Hochschule, Prüfungen


Beantwortet von

Rechtsanwalt Daniel Hesterberg



Ich bin 43 Jahre alt, staatlich anerkannte Erzieherin und habe im Jahr 2007 mein Bachelor-Studium mit dem Bachelor of Arts Sozial- und Organisationspädagogik abgeschlossen. Seit August 2013 arbeite ich nun in Vollzeit auf 2 Jahre befristet als Sozialpädagogin bei einem Bildungsträger in Niedersachsen. Diese mindestens einjährige Berufstätigkeit möchte ich mir gerne auf das Berufspraktikum zur Staatlich anerkannten Sozialpädagogin anrechnen lassen. An der Universität Hildesheim sind aktuell 6 Monate Berufspraktikum vorgeschrieben.

Die Uni sagt:
Für die Erlangung der Staatlichen Anerkennung ist die Ableistung eines mindestens 6-monatigen Berufspraktikums verpflichtend; eine Anrechnung von Berufspraxis ist in dieser Zeitspanne (6 Monate) nicht möglich. Das würde bedeuten, egal, ob ich Berufsanfängerin oder Berufsqualifizierte bin, ich muss ein Berufspraktikum von mindestens 6 Monaten ableisten! Eine Anrechnung ist in meinem Fall überhaupt nicht möglich, obwohl der § 4 Abs. 4 SozHeilVO eine Anrechnung in Aussicht stellt...

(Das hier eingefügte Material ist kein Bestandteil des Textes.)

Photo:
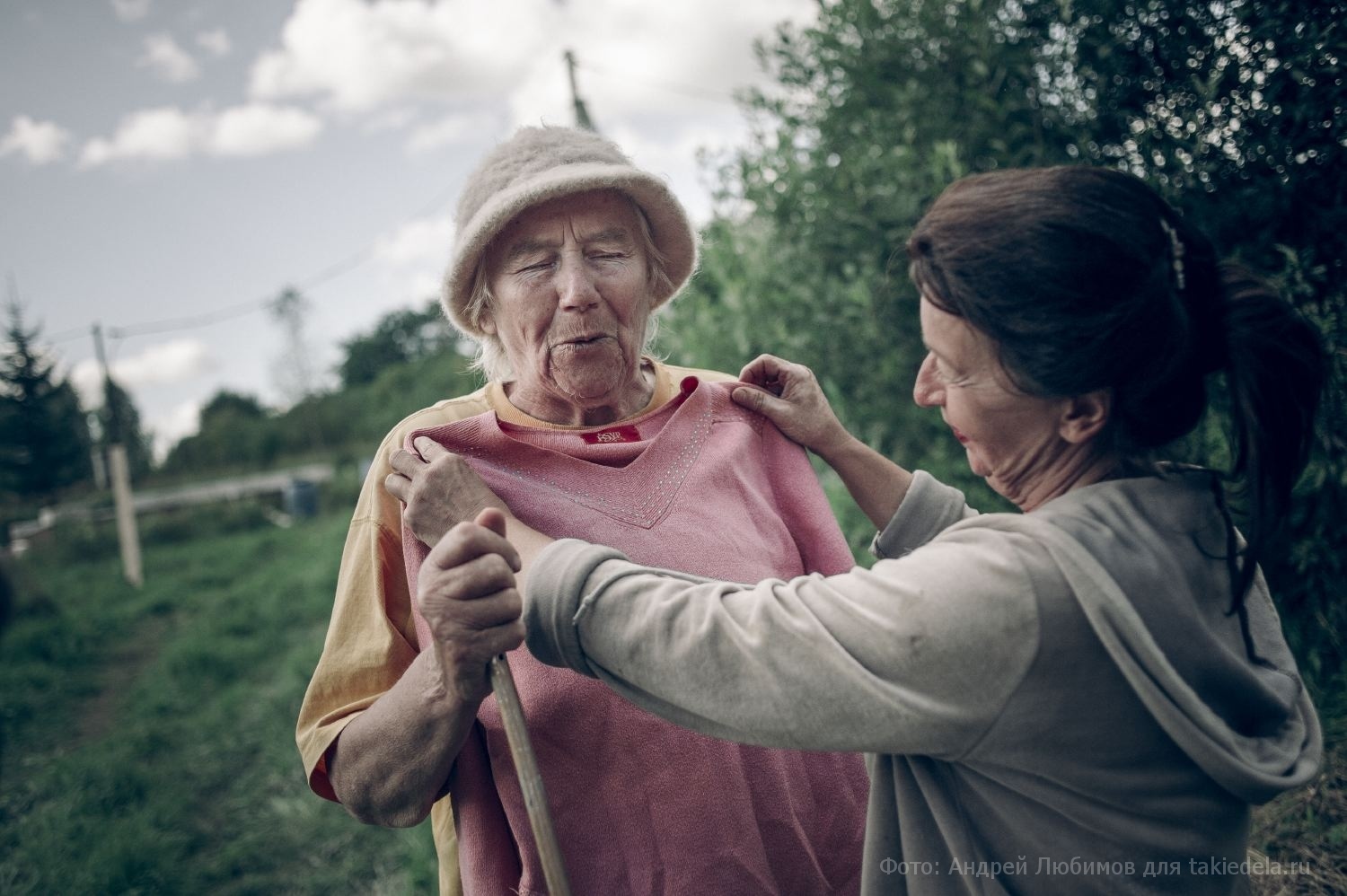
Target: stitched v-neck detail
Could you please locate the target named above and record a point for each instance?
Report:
(638, 492)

Was können Sie mir empfehlen, damit ich möglichst ohne erneutes Praktikum zu meiner staatlichen Anerkennung als Sozialpädagogin komme? Ist die Auslegung des § 4 Abs. 4 SozHeilVO seitens der Uni vielleicht sogar in Frage zu stellen?
Sehr geehrter Fragesteller,

Ihre Anfrage möchte ich Ihnen auf Grundlage der angegebenen Informationen verbindlich wie folgt beantworten:

Zum besseren Verständnis zitiere ich zunächst die von Ihnen genannte Gesetzesnorm:

"(4) 1 Eine gleichwertige hauptberufliche Tätigkeit kann bis zu einem halben Jahr auf die Dauer der berufspraktischen Tätigkeit angerechnet werden; die berufspraktische Tätigkeit muss mindestens sechs Monate dauern.
2 Eine gleichwertige Tätigkeit liegt vor, wenn die Praktikantin oder der Praktikant die Tätigkeit aufgrund eines Abschlusses auf dem Gebiet der Sozialarbeit, der Sozialpädagogik, der Heilpädagogik, der Pädagogik oder der Sozialwissenschaften oder aufgrund der Angestelltenprüfung I (Bek. des Ministeriums für Inneres und Sport vom 14. Juni 1999, Nds. MBl. S. 357) ausgeübt hat.
3 Eine gleichwertige Tätigkeit ist auch die Tätigkeit als Erzieherin, Erzieher, Heilpädagogin oder Heilpädagoge."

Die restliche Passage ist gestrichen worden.